This research brought up the second question, if affordances are dependent on properties of the individual in order to manifest, what is it about the individual that its manifestation depends on? It was proposed that affordances are complimented by abilities of the individual, or effectivities and that it is these effectivities that allow them to make use of an affordance (Chemero, 2003). This view holds that affordances and effectivities are inseparable, dependent of one another. Furthermore, one of the main properties that related the individual to the affordance was body scale. Body scale is the quantifiable ratio between measures of the body in relation to measures of the environmental property (Chemero, 2003). It was suggested that in order for an environmental property to be an affordances it would need to be within a specific range in relation to the measures of the individual (Chemero, 2003).

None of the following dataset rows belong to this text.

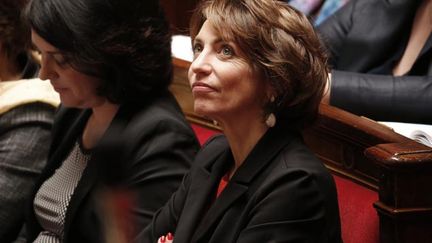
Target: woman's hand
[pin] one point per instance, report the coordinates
(326, 95)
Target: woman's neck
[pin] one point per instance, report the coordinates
(421, 30)
(242, 133)
(98, 123)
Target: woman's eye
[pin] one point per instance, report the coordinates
(227, 51)
(197, 48)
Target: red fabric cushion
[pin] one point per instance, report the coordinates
(203, 133)
(358, 217)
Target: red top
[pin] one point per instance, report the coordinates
(222, 184)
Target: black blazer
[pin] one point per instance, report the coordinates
(366, 38)
(282, 193)
(147, 149)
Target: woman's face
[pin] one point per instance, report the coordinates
(75, 88)
(223, 83)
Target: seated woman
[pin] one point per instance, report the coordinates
(381, 59)
(27, 107)
(259, 71)
(110, 62)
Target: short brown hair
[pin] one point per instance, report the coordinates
(278, 41)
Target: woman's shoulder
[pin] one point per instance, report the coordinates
(37, 113)
(163, 111)
(22, 92)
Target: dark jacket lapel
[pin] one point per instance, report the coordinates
(258, 160)
(104, 156)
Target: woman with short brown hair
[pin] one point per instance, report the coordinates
(259, 72)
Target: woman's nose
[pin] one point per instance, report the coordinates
(202, 63)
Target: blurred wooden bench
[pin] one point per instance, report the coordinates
(384, 179)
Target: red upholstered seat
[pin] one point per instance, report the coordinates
(358, 217)
(359, 220)
(202, 133)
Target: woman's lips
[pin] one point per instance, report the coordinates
(201, 87)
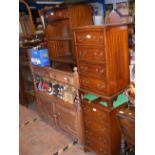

Today, affordances are more broadly defined as relations between the abilities of an individual and aspects of a situation (Chemero, 2003). In addition, affordances are understood to exist even in the absence of the animal. The affordance exists so long as there is an animal in existence that has the potential to perceive it (Chemero, 2003)
Affordances are essentially everywhere. Many factors can contribute in providing of an opportunity for action, be it a person, a place, an object, an event, or a combination of these things(Cacola et al, 2011). For example, living in a cold climate (a place) affords the weather conditions necessary for a child to practice skiing so long as the parent(a person) can afford to pay for the necessary items and fares, and the equipment (an object) is size appropriate for the child. Furthermore, if the child were entered in ski lessons (an event) they would be afforded the opportunity for more practice.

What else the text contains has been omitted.